Agronomist says it’s an unusual year for soybeans

An agronomist says the timing of rain in a dry growing season helped some short-season soybean varieties outperform their full-season counterparts.

Bob Berkovich with Pioneer in Wisconsin says it’s no surprise the lack of moisture during critical development times is driving soybean yield results. “Some growers are talking about 80 bushels of soybeans on the lower, better parts of a field and then as you go up the hill and get onto some ridge ground or different soil types with less water holding capacity, those yields are dropping down to 25, 30, 40 bushels an acre.”

Berkovich says it’s an unusual year, as some of the early maturity soybeans handled the timing of the rain better. “Last week, we took off a plot in the Randolph (WI) area, and earlier maturity varieties in that 1-8 to 2-0 range yielded 10 to 15 bushels an acre better than the 2-5 and the 2-8 beans in that plot.”

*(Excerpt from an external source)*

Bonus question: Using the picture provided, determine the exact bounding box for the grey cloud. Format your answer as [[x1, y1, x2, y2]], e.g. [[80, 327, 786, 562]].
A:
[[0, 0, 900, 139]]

Berkovich says the mid-August rains likely saved the soybean crop, but the plants needed more rain during late flowering and early pod fill stages. “We saw a lot of pod abortion. We saw abortion of individual seeds within pods, so instead of that soybean pod having three to four beans, maybe it was down to three or two, or even just one.”

Berkovich says farmers should continue to plant the full-season soybean varieties, because in most years, that will lead to better results.